Prymas Belgii o synodzie: poniedziałkowy incydent pokrzyżował nam plany, zamiast rodziną
zajęliśmy się oczekiwaniami mediów
Zamiast zająć się tym, co interesuje rodziny, zajmowaliśmy się tym, co interesuje
media – tak abp André-Joseph Léonard z Belgii podsumowuje kończący się synod. Zapytany,
czy jest zadowolony z obrad, nie potrafił dać jednoznacznej odpowiedzi.
„Tak
i nie. Tak, ponieważ mówiliśmy w sposób swobodny i szczery – powiedział Radiu Watykańskiemu
Prymas Belgii. – Nie, bo poniedziałkowy incydent sprawił, że w małych grupach zamiast
zająć się tym, czym chcieliśmy, sprawami pozytywnymi, na przykład przygotowaniem do
małżeństwa, duszpasterstwem par już po ślubie, pięknem małżeństwa... Zamiast tego
musieliśmy się skupić na tym, czym interesują się media, odkładając na bok to, co
interesuje rodziny. To ograniczyło nasze obrady, ale trochę nas też przebudziło.
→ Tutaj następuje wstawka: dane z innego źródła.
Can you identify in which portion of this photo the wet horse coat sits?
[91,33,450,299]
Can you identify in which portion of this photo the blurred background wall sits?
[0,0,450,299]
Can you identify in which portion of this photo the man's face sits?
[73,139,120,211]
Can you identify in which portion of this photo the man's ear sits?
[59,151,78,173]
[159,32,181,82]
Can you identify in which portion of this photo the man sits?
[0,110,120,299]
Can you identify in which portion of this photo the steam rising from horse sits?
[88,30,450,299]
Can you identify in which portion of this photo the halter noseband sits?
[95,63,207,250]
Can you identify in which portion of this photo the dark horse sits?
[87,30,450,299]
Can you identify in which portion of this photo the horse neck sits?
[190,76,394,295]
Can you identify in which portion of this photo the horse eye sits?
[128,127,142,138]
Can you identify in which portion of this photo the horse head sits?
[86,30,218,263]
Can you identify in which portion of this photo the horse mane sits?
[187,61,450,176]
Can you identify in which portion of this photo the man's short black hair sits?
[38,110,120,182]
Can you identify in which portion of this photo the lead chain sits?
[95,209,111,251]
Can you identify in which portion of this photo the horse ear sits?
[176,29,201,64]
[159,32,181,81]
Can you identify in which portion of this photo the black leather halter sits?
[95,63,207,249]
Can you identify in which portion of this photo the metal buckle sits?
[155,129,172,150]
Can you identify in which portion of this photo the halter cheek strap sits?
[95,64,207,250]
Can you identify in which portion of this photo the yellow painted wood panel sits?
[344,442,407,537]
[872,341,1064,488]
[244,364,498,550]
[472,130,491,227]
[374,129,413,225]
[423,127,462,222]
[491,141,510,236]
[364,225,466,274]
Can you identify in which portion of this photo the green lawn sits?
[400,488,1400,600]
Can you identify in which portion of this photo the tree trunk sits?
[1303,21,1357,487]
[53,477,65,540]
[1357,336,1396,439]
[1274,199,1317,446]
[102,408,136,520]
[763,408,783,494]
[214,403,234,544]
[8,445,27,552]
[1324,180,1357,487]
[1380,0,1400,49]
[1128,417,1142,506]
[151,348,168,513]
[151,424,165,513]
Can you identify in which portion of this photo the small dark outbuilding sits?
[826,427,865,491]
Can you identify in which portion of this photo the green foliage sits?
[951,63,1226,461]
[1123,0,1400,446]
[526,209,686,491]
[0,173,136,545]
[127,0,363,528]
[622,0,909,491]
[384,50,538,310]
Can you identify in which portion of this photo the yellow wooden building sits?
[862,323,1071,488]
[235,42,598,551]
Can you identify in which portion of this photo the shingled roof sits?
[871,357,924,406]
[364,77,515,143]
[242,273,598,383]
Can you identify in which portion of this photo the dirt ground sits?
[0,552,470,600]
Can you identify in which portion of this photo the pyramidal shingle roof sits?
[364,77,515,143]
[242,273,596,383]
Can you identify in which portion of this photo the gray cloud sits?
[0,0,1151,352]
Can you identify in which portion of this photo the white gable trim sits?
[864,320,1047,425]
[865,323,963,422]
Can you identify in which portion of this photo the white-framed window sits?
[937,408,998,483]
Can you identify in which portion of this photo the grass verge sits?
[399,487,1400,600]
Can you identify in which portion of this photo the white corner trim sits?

Mam
nadzieję, że uda się wypracować wyważone stanowisko, które zjednoczy zamiast przeciwstawiać
dwa aspekty problemu, a mianowicie wierność temu, czego wymaga od nas Pan Bóg i Kościół,
oraz miłość duszpasterską, która dociera do ludzi, potrafi ich wysłuchać, stara się
im pomóc i prowadzi ich na drogę nawrócenia, prawdy i pokoju”.